Having supplied written evidence to the House of Commons Health and Education Inquiry - Children and Young People's Mental Health - the role of Education - in February, we welcome the report and its recommendations.

However, we are disappointed by the lack of a recommendation related to increased access to school-based counselling for England’s school children.

Dr Andrew Reeves, Chair of BACP, said: “We remain concerned that despite the expectation set out in the Department for Education’s Counselling for schools: a blueprint for the future there has been no progress towards a trained counsellor in every secondary school in England. Without further political impetus England’s children will continue to remain behind their peers in Wales and Northern Ireland in terms of emotional support.

“Children in Northern Ireland and Wales have access to a school counsellor through government supported national programmes, while in England provision remains patchy.

“We know that school-based counselling is a cost-effective and proven early intervention which improves children and young people’s mental health and emotional wellbeing.

“We believe that all children and young people of school age across the UK should have equal access to professional, qualified counselling services in their schools and this is one of BACP’s asks for the General Election.”

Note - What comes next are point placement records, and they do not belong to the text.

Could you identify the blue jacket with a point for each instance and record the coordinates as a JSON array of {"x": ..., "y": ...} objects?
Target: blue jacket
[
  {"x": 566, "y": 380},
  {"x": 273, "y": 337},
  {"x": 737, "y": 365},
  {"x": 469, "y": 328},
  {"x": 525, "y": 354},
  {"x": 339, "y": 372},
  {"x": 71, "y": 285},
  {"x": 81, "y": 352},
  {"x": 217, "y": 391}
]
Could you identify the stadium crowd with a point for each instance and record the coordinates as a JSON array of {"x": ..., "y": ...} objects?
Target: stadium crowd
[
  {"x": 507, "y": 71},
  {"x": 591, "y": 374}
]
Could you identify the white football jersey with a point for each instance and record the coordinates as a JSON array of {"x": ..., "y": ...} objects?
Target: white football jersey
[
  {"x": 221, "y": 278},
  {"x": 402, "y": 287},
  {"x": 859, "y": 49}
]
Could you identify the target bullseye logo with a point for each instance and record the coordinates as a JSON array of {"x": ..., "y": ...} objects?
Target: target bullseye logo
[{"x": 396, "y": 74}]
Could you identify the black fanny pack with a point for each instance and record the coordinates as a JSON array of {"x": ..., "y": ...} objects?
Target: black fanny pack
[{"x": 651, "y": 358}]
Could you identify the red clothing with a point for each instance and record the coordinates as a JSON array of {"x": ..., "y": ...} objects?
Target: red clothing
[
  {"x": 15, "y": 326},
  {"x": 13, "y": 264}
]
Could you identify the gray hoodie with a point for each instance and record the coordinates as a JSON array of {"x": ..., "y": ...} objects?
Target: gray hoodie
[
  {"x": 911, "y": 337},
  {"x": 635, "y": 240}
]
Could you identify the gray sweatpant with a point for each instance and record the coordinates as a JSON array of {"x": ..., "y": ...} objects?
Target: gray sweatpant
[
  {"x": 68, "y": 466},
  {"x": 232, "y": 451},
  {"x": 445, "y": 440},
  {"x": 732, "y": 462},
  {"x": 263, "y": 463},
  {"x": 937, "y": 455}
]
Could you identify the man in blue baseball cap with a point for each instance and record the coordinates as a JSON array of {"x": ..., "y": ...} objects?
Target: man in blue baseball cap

All the main parties have received BACP recommendations for:

  • The development of a national school-based counselling strategy, demonstrating a commitment to children’s mental wellbeing, on a par with Wales and Northern Ireland
  • Delivery of the expectation set out in Counselling for Schools: a blueprint for the future (DH, 2015) for a trained counsellor in every secondary school. This should include access in Further Education institutions
  • Commitment to an early counselling intervention extended to young children in primary schools.